Sono passati due anni da quando Paolo Dall’Oglio è stato rapito a Raqqa, in Siria. Ma non abbiamo rinunciato a sperare. È un periodo terribile per luí, come per chi gli vuol bene. Penso alla sua famiglia, forte e dignitosa. Chi ha rapito Paolo istintivamente ha respinto quello che rappresenta: uno straniero immedesimatosi nel destino della Siria, un cristiano convinto del dialogo con l’islam, un democratico ostile alla dittatura e al fondamentalismo, uno spirituale che credeva all’amicizia, un uomo audace e libero…
Dall’Oglio ha trovato la sua patria nel Medio Oriente arabo. Ha fondato in Siria un monastero incardinato nella tradizione cristiana siriaca. Per anni si è dedicato al dialogo. Ama citare il proverbio arabo: “Una mano sola non applaude”. Non ci possono essere pace e gioia senza che la “mano” dell’islam s’incroci con quella del cristianesimo.

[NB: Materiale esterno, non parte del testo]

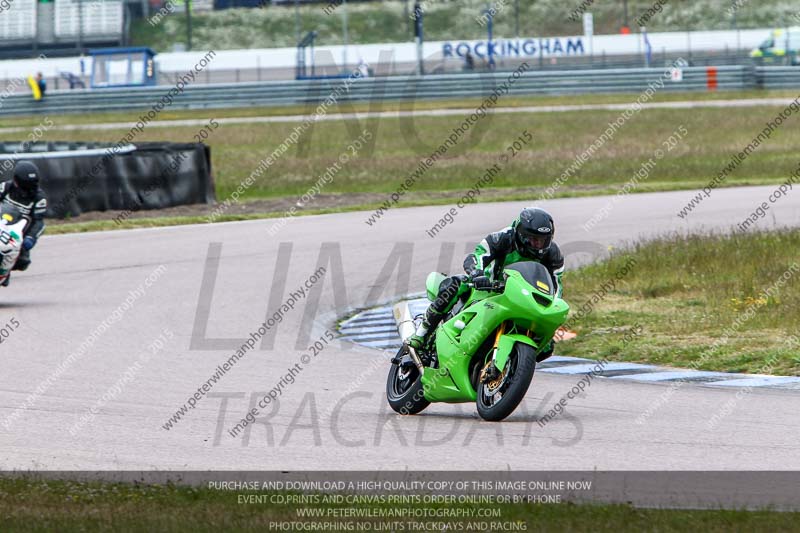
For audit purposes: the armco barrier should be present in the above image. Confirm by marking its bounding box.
[0,65,784,119]
[0,142,215,218]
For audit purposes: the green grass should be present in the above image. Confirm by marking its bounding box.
[7,92,798,205]
[559,230,800,375]
[131,0,799,51]
[0,479,800,533]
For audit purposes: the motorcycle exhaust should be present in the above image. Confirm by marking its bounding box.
[392,302,425,375]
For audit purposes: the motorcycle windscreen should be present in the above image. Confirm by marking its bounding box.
[505,261,555,296]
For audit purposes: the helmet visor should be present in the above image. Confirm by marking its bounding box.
[520,230,553,251]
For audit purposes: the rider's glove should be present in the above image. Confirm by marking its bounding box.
[472,275,492,290]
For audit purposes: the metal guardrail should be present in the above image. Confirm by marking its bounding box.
[755,67,800,90]
[0,65,800,116]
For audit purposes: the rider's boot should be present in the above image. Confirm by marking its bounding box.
[11,250,31,270]
[408,306,444,350]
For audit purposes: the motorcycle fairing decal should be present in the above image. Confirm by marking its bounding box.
[536,280,550,294]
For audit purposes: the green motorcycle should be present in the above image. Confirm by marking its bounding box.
[386,262,569,421]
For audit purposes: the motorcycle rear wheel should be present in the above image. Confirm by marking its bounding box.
[386,348,431,415]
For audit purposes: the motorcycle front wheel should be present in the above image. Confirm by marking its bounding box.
[476,342,536,422]
[386,348,431,415]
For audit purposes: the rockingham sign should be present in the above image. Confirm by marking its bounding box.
[437,37,586,58]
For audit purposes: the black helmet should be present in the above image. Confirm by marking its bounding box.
[513,207,556,259]
[14,161,39,193]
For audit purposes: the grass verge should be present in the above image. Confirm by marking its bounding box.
[559,230,800,375]
[0,479,800,533]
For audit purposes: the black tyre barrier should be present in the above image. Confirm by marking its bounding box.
[0,142,215,218]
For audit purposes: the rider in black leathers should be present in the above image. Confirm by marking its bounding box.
[0,161,47,285]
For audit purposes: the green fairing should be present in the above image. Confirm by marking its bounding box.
[421,269,569,403]
[494,333,539,372]
[425,272,447,301]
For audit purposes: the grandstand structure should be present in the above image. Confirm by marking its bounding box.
[0,0,126,58]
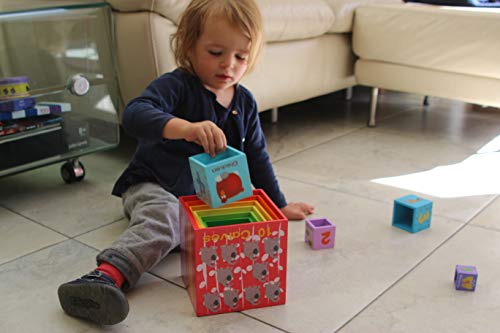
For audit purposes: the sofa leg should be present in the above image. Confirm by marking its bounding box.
[271,108,278,124]
[424,95,429,106]
[345,87,352,101]
[368,87,378,127]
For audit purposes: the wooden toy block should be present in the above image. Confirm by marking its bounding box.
[305,217,336,250]
[392,194,432,233]
[179,190,288,316]
[189,147,252,208]
[455,265,477,291]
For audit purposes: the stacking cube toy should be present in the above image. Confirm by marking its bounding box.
[189,147,252,208]
[179,190,288,316]
[392,194,432,233]
[455,265,477,291]
[305,217,336,250]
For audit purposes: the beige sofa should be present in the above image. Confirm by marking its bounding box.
[353,3,500,126]
[108,0,402,118]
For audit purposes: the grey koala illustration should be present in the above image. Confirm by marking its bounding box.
[200,246,218,267]
[264,282,280,302]
[220,244,238,265]
[253,262,269,282]
[245,286,260,305]
[224,289,239,309]
[243,241,259,260]
[203,292,220,312]
[264,237,280,258]
[217,268,233,287]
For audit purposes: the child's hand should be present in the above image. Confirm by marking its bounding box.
[185,120,227,157]
[281,202,314,221]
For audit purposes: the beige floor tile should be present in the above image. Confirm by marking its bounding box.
[0,161,123,237]
[261,88,414,161]
[373,98,500,151]
[339,227,500,333]
[0,241,284,333]
[75,218,128,250]
[275,129,493,222]
[0,207,66,264]
[471,196,500,231]
[241,180,462,332]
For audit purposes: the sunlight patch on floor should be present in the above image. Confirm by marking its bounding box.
[372,135,500,198]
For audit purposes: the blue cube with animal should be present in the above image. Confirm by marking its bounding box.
[189,146,252,208]
[455,265,477,291]
[392,194,432,233]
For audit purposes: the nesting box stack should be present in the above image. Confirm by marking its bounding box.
[183,147,288,316]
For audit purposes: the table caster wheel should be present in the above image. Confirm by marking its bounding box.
[61,160,85,184]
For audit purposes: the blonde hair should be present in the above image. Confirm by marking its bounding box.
[171,0,263,74]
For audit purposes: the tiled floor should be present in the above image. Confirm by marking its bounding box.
[0,88,500,333]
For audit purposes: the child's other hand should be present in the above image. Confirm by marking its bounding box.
[185,120,227,157]
[281,202,314,221]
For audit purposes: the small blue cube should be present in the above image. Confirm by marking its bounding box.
[455,265,477,291]
[392,194,432,233]
[189,146,252,208]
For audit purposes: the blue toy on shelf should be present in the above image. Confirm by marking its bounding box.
[392,194,432,233]
[189,146,252,208]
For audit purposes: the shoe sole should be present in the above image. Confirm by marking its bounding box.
[57,283,129,325]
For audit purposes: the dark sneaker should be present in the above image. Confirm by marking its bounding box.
[57,271,128,325]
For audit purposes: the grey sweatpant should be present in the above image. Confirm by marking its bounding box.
[97,183,180,290]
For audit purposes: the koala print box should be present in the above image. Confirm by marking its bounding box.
[179,190,288,316]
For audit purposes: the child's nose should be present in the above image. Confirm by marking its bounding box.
[221,57,234,68]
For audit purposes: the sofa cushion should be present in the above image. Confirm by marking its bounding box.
[325,0,403,33]
[353,4,500,78]
[257,0,335,42]
[108,0,335,42]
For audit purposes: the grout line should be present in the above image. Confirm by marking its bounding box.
[239,312,290,333]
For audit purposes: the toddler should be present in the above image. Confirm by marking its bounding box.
[58,0,313,325]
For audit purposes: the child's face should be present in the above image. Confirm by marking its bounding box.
[189,17,250,93]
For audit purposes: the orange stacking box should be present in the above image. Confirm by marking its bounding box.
[179,190,288,316]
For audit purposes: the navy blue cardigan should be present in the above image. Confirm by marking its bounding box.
[113,69,287,208]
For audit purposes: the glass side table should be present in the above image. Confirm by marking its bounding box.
[0,0,119,183]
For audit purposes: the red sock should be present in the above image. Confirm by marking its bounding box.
[96,262,125,288]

Sembrano sogni e speranze remote nella Siria di oggi.
Ricordare Dall’Oglio vuol dire parlare della Siria, ridotta a una condizione impossibile dalla guerra tra il regime di Assad (appoggiato dagli iraniani e dagli hezbollah libanesi) e le milizie ribelli. Nel mondo dell’opposizione c’è
l’Isis, che esercita un forte controllo territoriale e combatte gli altri gruppi. E poi ci sono i curdi. Spesso è la guerra di tutti contro tutti, su cui si proiettano interessi internazionali: quelli della Turchia, dei Paesi del Golfo, dell’Arabia Saudita. Intanto i siriani, intrappolati in una guerra senza fine, fuggono dove possono. Oppure vivono sotto le bombe.
Ci si chiede quale futuro avranno i cristiani nel Paese. Parlare di Dall’Oglio significa anche ricordare i vescovi di Aleppo, Mar Gregorìos Ibrahim (siriaco) e Paul Yazigi (greco-ortodosso) scomparsi da più di due anni. Due sostenitori della convivenza tra cristiani e musulmani. Due figure significative delle sfumature del sentire cristiano del Paese.
Quale futuro? La liberazione dei rapiti. Ma, per rispetto alla loro testimonianza, chiediamo che la questione siriana sia messa all’ordine del giorno dalla comunità internazionale con determinazione e inventiva. Non si può più attendere. Anche i Paesi muoiono. Con pazienza e forza, bisogna sottrarre parti della Siria alla guerra, esigere trasparenza dagli oscuri giochi internazionali, imporre la priorità della pace. Altrimenti la Siria morirà, ma anche il Mediterraneo sarà travolto.